For this month’s #WCW #WednesdayCelebrateWomen, UNIC Windhoek celebrates Nesindano Namises writer, poet, singer and mother. Nesindano describes herself as “A bi-sexual activist, I am however not afraid to admit that I love making my art. Writing, singing, poetry. It’s all put me exactly where I need to be so that I finally understand where I need to go. I think my career achievements are soon to peak, I’m not there yet, but I know that my work as a mother has proven more successful than my work as an artist.”
Read below to learn more about the multi-talented Nesindano, also known as “Nunu” who despite her busy schedule is able to find a balance between work and her role as a mother.
Tell us about your favourite performance?
Sometime in July 2015, FLON hosted a dinner with Mrs Matilda Amissah-Arthur (known as Ghana’s second lady), having been invited to recite some of my poetry, I remember feeling so relieved and excited that one of our leaders had actually shown such a keen interest in poetry in this country. Then she (the phenomenal FLON) quoted something she heard me say on a local TV show. I died. She is so lit. I appreciate that. We all do.
Where do you see yourself in the next 5 years?
To get my work published and read on a broader platform, work on a (second, third?) album as Blend, a duo I am part of. I wish to travel with my work. I would love to share as much of what I do as possible with as many different people in the world, but because five year plans can change, I am mostly hoping that I am healed and that my work will be able to have a positive impact on the lives and movements that it’s inspired and surrounded by.
We know that your mother is also a poet, is that what inspired you to go into poetry. If not what inspired you?
Mom is actually not a poet. However, much of her work as an activist has inspired me, as I am sure it has many others. Or perhaps it’s just all I have ever known.
What are your thoughts on women’s empowerment and gender equality?
The empowerment of women is very close to my heart. Getting it right with children, I think, plays a big role in how far we succeed with empowerment and equality, but I think it is also very important to allow our girls and boys to be free to express who they are without putting the pressure of being a boy or girl on them. It’s tricky, because we also only learned from our elders, but there is just as much, if not more, that we could learn from children.
How hard was it to break into the industry?
Well, I’m still breaking in. I wouldn’t say it’s hard, it is a challenge. In Namibia, I think it is an important one, because it’s beautiful to be able to tell stories to people who are from where you are, internationally, well, there are different levels, the challenge is determined by which one you want to break into and how well people are connecting with what you do.
What would you like you like to see happen in the Namibian entertainment industry?
I’m excited about unusual collaborations and live entertainment on breakthrough levels. We are story tellers. We should own live performances.

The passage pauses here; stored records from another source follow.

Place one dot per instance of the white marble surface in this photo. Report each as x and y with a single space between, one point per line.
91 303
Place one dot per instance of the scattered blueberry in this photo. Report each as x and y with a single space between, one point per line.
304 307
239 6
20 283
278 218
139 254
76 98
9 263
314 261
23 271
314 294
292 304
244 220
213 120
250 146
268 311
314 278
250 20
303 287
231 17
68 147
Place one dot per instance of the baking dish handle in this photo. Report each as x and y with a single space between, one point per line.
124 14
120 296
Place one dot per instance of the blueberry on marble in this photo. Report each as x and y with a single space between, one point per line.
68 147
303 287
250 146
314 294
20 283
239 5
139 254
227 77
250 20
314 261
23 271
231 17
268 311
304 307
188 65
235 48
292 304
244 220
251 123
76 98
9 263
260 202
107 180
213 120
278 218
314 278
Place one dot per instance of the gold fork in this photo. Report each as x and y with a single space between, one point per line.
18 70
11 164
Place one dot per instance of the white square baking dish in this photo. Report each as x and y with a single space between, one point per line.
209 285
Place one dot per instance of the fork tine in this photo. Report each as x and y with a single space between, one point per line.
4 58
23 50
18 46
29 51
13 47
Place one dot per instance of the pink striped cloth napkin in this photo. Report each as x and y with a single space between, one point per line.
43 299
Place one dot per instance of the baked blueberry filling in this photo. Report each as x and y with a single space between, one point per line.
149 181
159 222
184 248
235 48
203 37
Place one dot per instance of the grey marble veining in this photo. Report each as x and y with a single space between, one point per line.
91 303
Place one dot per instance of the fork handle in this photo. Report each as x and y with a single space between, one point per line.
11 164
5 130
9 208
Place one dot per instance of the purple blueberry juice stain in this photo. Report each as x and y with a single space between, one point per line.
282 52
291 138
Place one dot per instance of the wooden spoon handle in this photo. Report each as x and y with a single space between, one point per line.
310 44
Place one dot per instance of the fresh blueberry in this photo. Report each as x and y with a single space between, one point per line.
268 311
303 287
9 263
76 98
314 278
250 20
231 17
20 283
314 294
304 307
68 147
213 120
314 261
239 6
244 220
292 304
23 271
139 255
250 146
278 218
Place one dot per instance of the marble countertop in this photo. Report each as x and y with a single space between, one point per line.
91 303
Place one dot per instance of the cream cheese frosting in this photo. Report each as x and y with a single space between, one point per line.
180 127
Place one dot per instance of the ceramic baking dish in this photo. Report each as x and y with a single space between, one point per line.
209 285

How can poetry be used as a tool/vehicle to empower women or girls in Namibia?
Poetry, like most art forms has the ability to heal through self-expression. Within environments that discourage girls to express themselves through other ways, writing can perhaps provide the escape that might give her or another girl/woman power. It is important to understand that art heals by taking us from a state of fear to a state of inspiration and creativity. We need inspired girls.

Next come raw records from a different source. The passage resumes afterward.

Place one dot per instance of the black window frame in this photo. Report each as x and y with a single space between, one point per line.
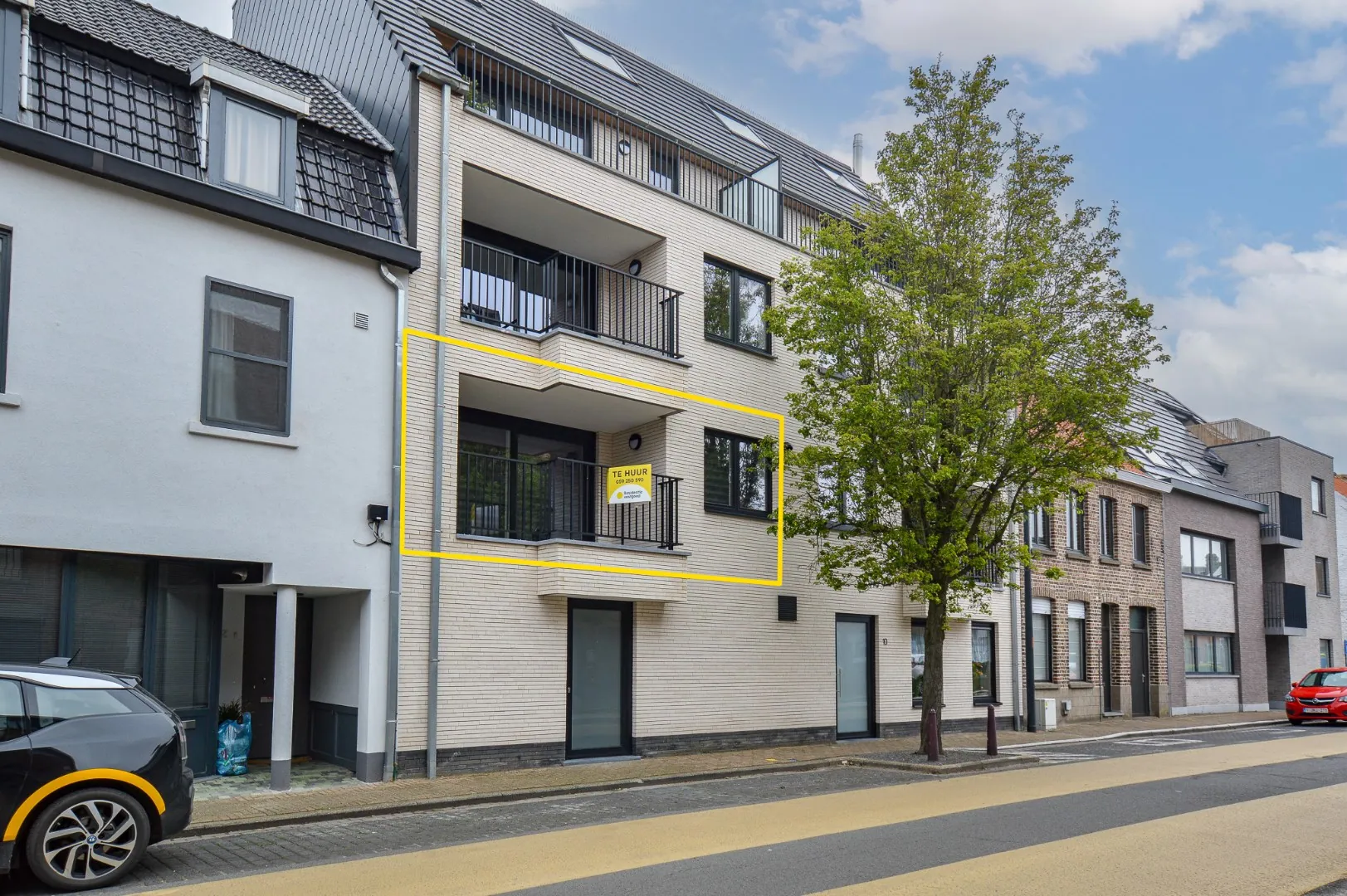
289 365
735 272
1140 533
739 441
6 252
1193 669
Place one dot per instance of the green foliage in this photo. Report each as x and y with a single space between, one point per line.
968 353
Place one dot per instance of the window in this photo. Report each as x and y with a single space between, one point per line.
252 149
1037 528
54 705
6 239
1076 640
597 57
918 659
1208 654
1203 555
246 368
1107 527
735 476
1042 639
1075 522
983 663
11 710
739 129
1140 533
735 304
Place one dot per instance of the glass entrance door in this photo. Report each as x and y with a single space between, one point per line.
600 679
856 675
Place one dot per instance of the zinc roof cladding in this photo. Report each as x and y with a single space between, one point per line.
532 36
144 32
1178 444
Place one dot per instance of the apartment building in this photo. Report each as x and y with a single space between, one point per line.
600 240
197 345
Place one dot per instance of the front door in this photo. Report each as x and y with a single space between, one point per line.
598 717
1140 662
856 675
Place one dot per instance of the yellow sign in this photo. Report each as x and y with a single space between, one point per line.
629 484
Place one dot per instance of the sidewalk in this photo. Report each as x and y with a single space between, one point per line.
354 799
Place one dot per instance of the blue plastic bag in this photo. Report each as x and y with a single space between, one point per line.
235 740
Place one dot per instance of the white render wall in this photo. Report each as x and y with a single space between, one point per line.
717 662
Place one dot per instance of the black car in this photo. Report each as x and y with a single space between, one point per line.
92 771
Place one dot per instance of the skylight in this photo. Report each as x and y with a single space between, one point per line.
597 57
841 179
739 129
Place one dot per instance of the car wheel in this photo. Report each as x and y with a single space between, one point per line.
86 840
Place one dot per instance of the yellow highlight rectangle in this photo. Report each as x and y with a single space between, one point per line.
622 380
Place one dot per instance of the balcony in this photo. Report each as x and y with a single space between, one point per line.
536 107
1281 524
1284 609
558 499
568 294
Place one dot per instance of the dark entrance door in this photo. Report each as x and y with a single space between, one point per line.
1109 620
1140 662
598 686
856 675
261 667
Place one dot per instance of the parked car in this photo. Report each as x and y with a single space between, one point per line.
92 771
1319 695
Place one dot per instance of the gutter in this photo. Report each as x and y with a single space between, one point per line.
395 523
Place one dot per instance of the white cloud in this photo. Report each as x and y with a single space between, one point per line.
1273 356
1059 36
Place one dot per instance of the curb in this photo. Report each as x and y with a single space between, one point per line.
210 829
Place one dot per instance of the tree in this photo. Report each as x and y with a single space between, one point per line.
968 349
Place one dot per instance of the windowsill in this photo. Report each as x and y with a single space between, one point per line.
242 436
732 343
729 511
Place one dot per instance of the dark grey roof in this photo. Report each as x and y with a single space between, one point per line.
531 34
1179 457
144 32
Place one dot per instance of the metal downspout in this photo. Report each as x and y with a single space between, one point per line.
438 484
395 523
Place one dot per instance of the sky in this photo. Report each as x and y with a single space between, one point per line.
1218 127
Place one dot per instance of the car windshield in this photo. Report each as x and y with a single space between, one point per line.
1325 679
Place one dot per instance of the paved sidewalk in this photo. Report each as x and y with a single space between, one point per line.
259 810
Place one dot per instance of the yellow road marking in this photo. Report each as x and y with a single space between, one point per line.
538 859
1260 848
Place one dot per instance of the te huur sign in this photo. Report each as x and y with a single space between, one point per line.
629 484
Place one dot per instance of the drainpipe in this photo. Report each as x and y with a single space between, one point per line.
395 523
438 479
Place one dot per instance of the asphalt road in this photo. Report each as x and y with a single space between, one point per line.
1236 806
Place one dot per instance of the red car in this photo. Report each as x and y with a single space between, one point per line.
1320 695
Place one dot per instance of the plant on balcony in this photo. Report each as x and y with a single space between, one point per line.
968 356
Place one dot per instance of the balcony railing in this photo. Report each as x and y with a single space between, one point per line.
1284 608
538 107
1282 519
568 294
558 499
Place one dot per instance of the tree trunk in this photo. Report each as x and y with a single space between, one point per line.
932 684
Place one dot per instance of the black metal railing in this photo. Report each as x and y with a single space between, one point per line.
1282 518
558 499
564 293
1284 606
538 107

If you had to inspire young women in Namibia with just one word, what would it be?
Yes…or more accurately, yaaaaahs. (Say that to anyone you think deserves it without them expecting it. It gives life.)
In terms of women’s empowerment, what would you like to see happen in the next generation?
Ownership. If we continue to teach our girls and boys to own their bodies, own their possibilities own their futures and respect the ownership of others’, then we have a chance.
What is your advice to girls following their dreams?
Get it! Don’t forget that you really are enough and that only you can own what’s yours. If anyone tries to tell you otherwise, ask them to kindly exit stage left.